Thank you. One moment while we prepare for the next question. Our next question will be coming from Sumant Kulkarni Excuse me, Kulkarni of Canaccord. Your line is open.
Morning. Thanks for taking my question. Nice to see all the progress of the company. It's clearly an exciting time to be targeting the specific conditions that you are. I have a question on your SOD1 ALS gene therapy program. Now that tofersen is available, how do you expect the landscape to change with respect to clinical trial recruitment? Is there any merit in running a specific preclinical model in combination with tofersen?
Okay, I think I heard the first question, but I'll start and then I'm not sure I heard the second one. I think the first question relates to the feasibility of recruiting patients in the setting of tofersen being approved. I think there's first of all, it's wonderful that patients with a terrible disease have treatment options. Congratulations to Biogen and Ionis for getting that across the finish line. For us, you know, we could either take patients who are already on tofersen and give them the gene therapy and see if the requirements for tofersen is decreased, perhaps, to zero, but it could just be decreased. We can track neurofilament as a marker to know whether or not the treatment is adequate, for example.
Another approach would be to go to untreated patients. There may be parts of the world where it's hard to access tofersen. And then a third approach would be to go very early, even before symptoms, to get rid of the toxic gain-of-function autosomal dominant mutation. Those are the three approaches we're considering now. Time will tell whether which one of these is the best option. I think it's, I think that the, as I alluded to in my comments, the fact that neurofilament is considered by regulators, at least FDA, as a validated surrogate outcome measure only helps in terms of making the development more feasible, I believe.
Yeah.
You may have to repeat the second question because I'm not sure I heard it.
Sure. The second part of that was, is there any merit in running a specific preclinical model for your gene therapy in combination with tofersen to optimize the product?

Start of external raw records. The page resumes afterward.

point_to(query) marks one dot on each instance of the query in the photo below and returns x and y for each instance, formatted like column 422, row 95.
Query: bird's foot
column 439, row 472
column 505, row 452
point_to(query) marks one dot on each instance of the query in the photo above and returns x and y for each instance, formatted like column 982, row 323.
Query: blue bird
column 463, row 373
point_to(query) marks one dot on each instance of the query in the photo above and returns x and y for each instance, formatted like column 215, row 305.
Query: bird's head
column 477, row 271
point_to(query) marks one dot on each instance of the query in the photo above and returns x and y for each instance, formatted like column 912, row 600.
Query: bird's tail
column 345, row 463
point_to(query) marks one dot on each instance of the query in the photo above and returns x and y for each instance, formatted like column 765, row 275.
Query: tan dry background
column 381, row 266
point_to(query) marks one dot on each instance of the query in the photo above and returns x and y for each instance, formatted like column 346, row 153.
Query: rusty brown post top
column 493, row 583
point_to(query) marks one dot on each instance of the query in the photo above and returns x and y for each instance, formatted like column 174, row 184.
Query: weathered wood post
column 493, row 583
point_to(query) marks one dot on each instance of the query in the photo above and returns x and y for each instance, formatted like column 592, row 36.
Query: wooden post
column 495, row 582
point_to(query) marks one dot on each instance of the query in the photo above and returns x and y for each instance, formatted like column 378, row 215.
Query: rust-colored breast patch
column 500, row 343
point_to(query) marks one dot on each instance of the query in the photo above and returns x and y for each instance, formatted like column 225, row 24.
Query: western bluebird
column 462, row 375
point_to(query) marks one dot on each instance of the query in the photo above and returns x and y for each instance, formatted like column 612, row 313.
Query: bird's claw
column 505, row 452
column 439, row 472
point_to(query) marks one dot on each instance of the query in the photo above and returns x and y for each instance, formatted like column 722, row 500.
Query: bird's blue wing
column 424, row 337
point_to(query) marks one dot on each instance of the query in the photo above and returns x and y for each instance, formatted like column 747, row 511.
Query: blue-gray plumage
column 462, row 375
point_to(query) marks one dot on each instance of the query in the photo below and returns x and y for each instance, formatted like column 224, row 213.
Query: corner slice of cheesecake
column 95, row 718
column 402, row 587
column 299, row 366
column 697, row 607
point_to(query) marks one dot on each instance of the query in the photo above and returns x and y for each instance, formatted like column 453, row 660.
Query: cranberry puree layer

The question was whether we're doing preclinical studies. There are a couple of SOD1 transgenic mouse models, G93A, G37R, et cetera. We could add, do the combination study in vivo, but I'm not certain that that would be necessary before we did the study in patients. I think that we have a very good blood-based biomarker that we can use to monitor patients in terms of the amount of injury to motor neurons. Some of these animal models, they're not very predictive of what happens in the clinic, so I worry about relying too much on these animal models.
Got it. Thank you.
Thank you. Again, if you would like to ask a question, please press star one one on your telephone. The next question is coming from Jack Allen of Baird. Your line is open.
Great. Thank you so much for taking the follow-up. I just wanted to reach out and see if you have any comments around the availability of non-human primates. I know earlier this year, there was a ban of importation of these critical research assets, and I wanted to gauge your, I guess, awareness of this and any comments you have as it relates to your preclinical programs that you have ongoing.
Hi, Jack. Todd. That's a great question. I think the entire field is watching very carefully. We certainly are watching the non-human primate availability quite closely. To date, we have not been adversely affected by non-human primate availability. We've set up agreements with multiple vendors to make sure we have options in case an issue should arise. All I can say is that we're doing our best to mitigate any risk and watching very closely.
Great. Thank you so much.
Thank you. This concludes today's Q&A session. There are no more questions in the queue. I would like to turn the call back over to Dr. Al Sandrock for closing remarks.
Thank you everyone for joining us today and for the great questions. Feel free to follow up with us directly if you have any further questions. Thanks again.
Thank you everyone for joining today's conference call. This concludes today's event. You may all disconnect, and everyone have a great rest of your day.